Saisi par cette nouvelle, je restai un moment sans voix. Je sentais la peur et la colère qui montaient en moi. Avant que j’eusse retrouvé mes esprits, comme mes sentiments d’hostilité avaient pris le dessus, je m’entendis lui dire d’un ton abrupt : « Sera-san, ignorez-le !
–Sensei, ne dites pas des choses pareilles ! », me répondit-il. Puis, tout à son excitation, il ajouta : « Il attend dans l’entrée. Allez le recevoir, je vous en conjure ! »
Peu à peu, l’hostilité qui m’animait laissa place à la peur. Bientôt, je sus que je n’avais d’autre choix que d’aller recevoir l’officier. J’étais vêtu d’un pantalon et d’une chemise sales et, dans l’état moral qui était le mien, je n’étais guère d’humeur à affronter l’étranger.
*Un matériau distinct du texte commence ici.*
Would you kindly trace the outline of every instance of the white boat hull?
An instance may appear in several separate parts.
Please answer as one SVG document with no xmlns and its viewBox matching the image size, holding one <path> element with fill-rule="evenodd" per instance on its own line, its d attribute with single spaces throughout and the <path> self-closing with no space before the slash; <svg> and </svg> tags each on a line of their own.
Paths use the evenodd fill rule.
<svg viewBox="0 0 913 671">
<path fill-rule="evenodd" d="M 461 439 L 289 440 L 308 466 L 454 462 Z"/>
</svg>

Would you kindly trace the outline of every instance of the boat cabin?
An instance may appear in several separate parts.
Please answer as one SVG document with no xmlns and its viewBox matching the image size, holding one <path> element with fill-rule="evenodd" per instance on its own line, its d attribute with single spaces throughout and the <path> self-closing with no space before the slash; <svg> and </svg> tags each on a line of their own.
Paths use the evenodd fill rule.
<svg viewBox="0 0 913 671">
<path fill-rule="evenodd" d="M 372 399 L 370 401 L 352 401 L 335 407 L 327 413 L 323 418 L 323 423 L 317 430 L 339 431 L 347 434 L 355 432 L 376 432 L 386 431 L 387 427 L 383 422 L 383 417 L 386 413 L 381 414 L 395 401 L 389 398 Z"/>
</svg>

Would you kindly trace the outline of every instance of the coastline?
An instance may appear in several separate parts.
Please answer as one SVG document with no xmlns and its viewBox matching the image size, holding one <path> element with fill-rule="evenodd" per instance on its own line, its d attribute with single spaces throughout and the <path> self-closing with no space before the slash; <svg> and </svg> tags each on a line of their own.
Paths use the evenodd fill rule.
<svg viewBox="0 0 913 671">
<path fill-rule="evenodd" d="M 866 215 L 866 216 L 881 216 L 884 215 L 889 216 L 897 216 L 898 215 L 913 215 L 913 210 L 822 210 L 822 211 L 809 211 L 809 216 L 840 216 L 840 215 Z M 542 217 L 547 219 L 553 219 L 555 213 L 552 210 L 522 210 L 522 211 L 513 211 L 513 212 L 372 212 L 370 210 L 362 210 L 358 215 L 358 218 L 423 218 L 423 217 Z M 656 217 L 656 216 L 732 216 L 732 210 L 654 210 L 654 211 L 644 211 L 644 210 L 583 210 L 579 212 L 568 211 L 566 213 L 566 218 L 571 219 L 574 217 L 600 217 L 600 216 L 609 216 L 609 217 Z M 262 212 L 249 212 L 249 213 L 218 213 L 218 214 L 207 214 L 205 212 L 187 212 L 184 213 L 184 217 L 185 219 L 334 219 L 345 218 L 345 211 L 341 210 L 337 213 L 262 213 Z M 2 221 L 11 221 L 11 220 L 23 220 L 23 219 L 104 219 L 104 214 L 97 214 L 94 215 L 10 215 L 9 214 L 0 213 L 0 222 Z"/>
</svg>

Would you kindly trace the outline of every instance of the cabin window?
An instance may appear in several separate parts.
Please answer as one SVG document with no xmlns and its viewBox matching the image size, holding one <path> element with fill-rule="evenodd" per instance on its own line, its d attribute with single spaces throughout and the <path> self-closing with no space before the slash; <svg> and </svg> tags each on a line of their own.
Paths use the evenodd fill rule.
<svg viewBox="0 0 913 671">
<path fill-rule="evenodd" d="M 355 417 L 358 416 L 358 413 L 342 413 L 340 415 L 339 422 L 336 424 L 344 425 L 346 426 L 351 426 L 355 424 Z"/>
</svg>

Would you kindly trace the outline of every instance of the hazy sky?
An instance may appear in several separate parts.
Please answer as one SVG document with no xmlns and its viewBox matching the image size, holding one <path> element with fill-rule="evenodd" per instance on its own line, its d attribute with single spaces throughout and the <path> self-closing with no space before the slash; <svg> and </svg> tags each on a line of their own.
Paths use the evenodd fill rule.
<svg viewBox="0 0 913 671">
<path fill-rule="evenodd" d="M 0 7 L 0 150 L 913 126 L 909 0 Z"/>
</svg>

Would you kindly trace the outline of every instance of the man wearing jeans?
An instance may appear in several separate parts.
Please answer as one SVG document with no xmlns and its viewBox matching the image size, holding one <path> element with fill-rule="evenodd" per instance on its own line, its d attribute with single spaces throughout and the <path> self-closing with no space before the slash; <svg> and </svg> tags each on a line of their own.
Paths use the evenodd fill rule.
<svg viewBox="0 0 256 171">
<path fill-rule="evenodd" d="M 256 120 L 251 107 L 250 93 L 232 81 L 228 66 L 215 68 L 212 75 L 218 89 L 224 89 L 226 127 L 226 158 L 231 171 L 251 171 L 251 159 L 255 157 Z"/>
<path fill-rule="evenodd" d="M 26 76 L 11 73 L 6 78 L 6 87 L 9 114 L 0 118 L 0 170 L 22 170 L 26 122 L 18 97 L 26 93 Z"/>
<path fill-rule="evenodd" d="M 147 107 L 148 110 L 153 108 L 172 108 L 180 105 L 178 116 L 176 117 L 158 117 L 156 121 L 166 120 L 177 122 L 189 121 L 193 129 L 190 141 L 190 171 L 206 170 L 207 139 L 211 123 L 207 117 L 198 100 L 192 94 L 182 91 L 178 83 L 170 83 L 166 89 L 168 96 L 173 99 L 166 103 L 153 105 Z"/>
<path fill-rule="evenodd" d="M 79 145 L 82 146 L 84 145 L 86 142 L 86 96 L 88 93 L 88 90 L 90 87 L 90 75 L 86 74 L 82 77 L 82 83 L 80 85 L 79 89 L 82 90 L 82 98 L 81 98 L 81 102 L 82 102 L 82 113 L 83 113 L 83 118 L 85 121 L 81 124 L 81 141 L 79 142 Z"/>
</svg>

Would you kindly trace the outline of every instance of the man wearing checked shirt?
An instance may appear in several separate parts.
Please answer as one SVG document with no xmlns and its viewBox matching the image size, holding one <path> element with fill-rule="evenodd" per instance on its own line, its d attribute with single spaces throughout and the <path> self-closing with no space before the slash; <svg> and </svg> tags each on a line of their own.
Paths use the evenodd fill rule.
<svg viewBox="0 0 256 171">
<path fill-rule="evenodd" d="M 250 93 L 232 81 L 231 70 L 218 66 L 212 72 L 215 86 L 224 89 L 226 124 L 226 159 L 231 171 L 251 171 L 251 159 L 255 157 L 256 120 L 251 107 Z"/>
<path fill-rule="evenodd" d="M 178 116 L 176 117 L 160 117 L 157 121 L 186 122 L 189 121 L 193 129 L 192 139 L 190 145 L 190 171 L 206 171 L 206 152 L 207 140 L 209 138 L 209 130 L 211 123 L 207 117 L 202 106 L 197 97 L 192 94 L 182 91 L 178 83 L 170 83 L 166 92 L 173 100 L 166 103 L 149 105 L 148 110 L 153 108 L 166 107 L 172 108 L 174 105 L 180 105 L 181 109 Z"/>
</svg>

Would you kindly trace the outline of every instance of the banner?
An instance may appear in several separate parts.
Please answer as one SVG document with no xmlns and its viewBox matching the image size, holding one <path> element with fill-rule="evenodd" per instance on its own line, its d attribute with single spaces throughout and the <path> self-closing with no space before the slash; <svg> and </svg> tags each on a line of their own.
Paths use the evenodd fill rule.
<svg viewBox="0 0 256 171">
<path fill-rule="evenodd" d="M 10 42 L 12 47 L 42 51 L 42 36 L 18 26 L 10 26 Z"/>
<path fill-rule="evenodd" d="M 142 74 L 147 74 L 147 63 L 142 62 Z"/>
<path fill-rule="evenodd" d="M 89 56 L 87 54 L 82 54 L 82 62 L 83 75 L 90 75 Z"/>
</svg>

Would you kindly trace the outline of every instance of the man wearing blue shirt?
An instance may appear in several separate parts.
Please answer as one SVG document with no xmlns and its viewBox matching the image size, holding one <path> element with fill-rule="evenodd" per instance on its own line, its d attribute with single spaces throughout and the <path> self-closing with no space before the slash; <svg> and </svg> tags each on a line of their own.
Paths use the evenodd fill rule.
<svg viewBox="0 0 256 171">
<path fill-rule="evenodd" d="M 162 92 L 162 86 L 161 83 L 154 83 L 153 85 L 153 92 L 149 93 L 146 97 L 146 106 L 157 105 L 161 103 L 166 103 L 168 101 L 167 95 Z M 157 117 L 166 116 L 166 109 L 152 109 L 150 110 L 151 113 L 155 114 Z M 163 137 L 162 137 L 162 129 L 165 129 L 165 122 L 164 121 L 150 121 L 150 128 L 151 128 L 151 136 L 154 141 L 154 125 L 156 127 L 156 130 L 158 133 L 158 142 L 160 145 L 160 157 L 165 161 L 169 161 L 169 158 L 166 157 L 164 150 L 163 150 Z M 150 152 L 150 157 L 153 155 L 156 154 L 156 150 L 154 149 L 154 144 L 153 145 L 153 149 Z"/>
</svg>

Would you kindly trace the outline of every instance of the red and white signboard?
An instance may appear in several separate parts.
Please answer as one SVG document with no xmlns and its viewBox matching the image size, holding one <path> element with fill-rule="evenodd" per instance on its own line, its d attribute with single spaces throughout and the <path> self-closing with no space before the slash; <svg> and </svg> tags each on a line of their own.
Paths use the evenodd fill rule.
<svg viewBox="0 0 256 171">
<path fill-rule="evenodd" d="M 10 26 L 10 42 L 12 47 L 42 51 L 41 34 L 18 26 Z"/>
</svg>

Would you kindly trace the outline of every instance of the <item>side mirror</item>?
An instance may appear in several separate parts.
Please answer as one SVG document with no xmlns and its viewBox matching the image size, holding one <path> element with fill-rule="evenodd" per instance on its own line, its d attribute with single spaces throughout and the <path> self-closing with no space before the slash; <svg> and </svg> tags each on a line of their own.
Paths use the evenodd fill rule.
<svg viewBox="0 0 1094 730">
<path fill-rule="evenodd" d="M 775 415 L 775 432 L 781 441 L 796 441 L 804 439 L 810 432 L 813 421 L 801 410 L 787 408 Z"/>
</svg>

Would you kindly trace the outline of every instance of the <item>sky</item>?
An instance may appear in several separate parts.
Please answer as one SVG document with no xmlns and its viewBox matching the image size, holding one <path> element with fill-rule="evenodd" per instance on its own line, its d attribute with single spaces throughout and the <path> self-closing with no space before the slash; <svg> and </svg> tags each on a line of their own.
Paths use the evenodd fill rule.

L’instant d’après, j’entendis des pas dans l’escalier et l’officier parut. Élégant et digne, il était accompagné d’un garde au teint basané, armé d’un revolver, qui lui servait d’interprète. Je les informai que j’étais le directeur de l’hôpital des Communications et, après avoir croisé leur regard en guise d’accueil, je proposai de faire le tour des salles. L’officier était plus intéressé par les victimes du typhon que par celles de la bombe A. Il savait ce qui s’était produit à Miyajima pendant la tempête et il voulait absolument savoir comment nous nous en étions tirés. Je découvris bientôt que l’interprète ne savait pas vraiment le japonais. Ce que nous nous disions était donc fort mal transmis. Après avoir fait notre tour, tandis que nous nous dirigions vers l’entrée, nous tombâmes sur ma femme. L’officier demanda si elle avait été blessée et je lui dis qu’elle était anémique et avait reçu plusieurs blessures. Je lui retroussai les manches pour lui montrer quelques-unes de ses cicatrices. Là-dessus, il hocha la tête et puis partit.»